We have been talking about interfaith relationships in Israel for a long time. We know many in the country are strongly opposed to intermarriage, but a recent story in the newspaper Ha’aretz showcases the surprising depth of that hostility. According to the paper, an Israeli man and a Filipino woman wanted to get married. Their request was denied by the Interior Ministry because of “doubts about the sincerity of the relationship.” But the story doesn’t end there. Ha’aretz reports that a document from the Interior Ministry clearly indicates that their request was doomed from the start.
A leaked memo from the ministry reads, “Too many Filipinas are going this road. It must stop and they must be removed from the country.” Whether this is a reaction to intermarriage (as some have speculated on the Ha’aretz website) or an effort to curb illegal Filipino immigration, it’s a remarkably cynical and narrow-minded position to take. With such a broad generalization, the Interior Ministry seems to have already decided that Israelis who fall in love with Filipinos simply don’t deserve to live their lives together. What’s stopping this philosophy from being applied to Israelis who falls in love with any foreigner? It’s also important to note that many Filipinos come to Israel to support older adults. They are good enough to care for our aging parents, but not good enough to marry.
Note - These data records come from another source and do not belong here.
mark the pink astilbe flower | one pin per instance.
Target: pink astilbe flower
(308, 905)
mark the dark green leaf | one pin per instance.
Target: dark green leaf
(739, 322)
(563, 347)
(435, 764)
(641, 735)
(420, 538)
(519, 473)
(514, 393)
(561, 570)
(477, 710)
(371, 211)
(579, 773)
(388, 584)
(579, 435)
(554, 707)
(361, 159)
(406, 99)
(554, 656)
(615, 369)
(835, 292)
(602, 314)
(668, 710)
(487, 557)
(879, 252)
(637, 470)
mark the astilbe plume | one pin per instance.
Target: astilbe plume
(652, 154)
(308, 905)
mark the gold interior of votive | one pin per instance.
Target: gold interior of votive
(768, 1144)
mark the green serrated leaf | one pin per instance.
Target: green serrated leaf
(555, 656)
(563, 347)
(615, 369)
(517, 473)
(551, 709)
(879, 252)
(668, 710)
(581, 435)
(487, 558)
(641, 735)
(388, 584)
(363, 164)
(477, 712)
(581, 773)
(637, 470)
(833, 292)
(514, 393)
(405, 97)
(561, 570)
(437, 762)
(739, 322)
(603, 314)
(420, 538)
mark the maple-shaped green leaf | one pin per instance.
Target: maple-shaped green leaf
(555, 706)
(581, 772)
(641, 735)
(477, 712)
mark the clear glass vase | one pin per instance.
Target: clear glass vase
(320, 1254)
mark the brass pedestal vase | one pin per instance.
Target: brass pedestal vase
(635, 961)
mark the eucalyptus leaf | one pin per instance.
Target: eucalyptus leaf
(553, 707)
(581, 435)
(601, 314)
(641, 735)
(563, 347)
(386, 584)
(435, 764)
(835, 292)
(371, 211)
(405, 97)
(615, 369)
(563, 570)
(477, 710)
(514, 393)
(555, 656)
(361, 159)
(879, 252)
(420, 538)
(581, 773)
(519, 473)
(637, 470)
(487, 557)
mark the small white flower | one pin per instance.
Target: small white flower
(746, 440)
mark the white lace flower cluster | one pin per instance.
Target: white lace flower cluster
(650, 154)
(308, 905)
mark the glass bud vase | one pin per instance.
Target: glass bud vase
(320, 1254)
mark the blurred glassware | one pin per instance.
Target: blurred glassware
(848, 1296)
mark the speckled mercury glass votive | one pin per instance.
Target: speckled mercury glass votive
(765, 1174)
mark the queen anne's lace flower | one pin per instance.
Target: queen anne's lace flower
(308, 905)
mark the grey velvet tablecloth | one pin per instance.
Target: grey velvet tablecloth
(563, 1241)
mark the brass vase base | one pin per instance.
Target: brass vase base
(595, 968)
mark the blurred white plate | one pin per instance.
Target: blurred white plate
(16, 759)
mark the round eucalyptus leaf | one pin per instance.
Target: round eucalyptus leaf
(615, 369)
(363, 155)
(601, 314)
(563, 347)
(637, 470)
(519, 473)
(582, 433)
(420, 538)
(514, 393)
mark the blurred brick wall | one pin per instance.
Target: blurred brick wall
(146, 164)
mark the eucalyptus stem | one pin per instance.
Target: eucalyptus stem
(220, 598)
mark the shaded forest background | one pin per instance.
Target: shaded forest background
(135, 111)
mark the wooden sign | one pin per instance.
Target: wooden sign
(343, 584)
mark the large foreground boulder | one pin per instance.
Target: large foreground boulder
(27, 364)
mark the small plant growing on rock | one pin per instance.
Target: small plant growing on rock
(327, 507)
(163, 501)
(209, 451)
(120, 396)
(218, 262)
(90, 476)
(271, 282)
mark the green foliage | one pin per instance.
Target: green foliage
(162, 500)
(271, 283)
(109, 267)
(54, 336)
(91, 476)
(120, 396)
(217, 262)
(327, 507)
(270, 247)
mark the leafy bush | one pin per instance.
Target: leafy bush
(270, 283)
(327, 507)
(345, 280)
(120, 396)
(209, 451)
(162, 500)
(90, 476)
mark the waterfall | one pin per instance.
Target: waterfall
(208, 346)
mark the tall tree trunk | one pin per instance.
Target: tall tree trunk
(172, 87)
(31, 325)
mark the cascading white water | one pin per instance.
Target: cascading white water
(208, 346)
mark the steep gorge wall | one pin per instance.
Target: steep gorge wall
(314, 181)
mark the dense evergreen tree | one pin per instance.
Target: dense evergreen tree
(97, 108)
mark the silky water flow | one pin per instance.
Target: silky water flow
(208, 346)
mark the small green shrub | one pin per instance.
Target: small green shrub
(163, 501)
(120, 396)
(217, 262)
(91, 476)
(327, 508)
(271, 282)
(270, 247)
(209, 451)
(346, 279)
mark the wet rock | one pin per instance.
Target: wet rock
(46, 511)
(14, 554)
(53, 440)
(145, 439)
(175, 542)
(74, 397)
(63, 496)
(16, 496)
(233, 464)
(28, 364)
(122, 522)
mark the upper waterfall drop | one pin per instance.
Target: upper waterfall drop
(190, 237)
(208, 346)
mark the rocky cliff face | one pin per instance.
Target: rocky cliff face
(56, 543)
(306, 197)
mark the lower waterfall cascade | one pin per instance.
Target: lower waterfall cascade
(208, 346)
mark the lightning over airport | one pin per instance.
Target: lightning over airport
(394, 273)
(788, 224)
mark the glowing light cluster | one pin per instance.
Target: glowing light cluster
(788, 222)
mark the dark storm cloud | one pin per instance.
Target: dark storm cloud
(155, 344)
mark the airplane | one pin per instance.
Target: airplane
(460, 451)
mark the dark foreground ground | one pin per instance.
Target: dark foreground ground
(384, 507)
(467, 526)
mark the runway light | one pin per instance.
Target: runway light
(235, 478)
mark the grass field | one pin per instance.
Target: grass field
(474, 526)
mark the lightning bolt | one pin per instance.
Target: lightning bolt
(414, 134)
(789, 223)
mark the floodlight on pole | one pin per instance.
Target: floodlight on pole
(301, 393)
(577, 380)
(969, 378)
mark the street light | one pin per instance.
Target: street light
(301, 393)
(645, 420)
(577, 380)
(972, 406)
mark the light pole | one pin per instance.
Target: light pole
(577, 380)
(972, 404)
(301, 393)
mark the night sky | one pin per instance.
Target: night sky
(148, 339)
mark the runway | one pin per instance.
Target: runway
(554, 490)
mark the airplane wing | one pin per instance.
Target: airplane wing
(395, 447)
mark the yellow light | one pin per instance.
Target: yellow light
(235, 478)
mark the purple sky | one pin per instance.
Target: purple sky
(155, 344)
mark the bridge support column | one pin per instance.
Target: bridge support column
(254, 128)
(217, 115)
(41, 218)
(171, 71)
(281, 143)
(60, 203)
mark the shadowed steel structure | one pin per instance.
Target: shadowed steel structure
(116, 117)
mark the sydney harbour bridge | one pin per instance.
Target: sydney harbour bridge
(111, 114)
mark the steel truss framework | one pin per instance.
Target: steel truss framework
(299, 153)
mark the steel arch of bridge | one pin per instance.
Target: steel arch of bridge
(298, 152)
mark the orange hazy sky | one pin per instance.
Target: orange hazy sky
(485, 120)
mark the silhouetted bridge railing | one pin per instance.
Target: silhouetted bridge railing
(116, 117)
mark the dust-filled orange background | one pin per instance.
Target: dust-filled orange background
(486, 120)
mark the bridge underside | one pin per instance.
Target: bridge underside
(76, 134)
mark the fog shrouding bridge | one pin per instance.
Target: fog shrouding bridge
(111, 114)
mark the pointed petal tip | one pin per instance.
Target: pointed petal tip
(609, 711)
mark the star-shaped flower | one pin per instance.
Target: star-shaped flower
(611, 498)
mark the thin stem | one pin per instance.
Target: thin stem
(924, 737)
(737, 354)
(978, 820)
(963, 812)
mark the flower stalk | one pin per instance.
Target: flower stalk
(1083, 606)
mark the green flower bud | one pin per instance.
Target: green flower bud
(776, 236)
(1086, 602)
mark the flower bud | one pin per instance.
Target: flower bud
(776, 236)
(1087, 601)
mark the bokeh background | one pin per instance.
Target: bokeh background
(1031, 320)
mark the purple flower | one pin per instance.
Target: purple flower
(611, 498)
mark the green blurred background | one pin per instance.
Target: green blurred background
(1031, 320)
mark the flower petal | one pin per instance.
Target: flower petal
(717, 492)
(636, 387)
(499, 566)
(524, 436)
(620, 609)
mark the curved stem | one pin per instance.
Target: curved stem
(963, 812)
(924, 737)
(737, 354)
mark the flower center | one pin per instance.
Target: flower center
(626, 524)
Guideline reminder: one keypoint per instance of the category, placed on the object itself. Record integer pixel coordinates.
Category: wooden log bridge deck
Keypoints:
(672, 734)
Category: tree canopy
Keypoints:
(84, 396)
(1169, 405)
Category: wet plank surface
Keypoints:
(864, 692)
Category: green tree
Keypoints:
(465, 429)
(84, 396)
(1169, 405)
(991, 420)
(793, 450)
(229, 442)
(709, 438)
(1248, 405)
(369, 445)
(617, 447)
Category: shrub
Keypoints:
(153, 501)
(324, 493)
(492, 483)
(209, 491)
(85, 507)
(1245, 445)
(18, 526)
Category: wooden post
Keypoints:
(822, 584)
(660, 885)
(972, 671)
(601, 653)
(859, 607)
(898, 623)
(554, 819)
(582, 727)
Regardless of the Interior Ministry’s justification for its point of view, we believe this is another example of just how far some will go to prevent interfaith relationships. Will the fear of repercussions stop Israelis from dating Filipinos? Probably not. Fear has never worked when it comes to curbing “taboo” relationships. It hasn’t stopped the growing number of relationships between Israelis and Arabs, and it hasn’t stopped intermarriage here in North America. Jewish and Israeli history is filled with intermarriage and diversity. There is no justifiable reason to deny two people – no matter their backgrounds – the right to fall in love and live happily ever after.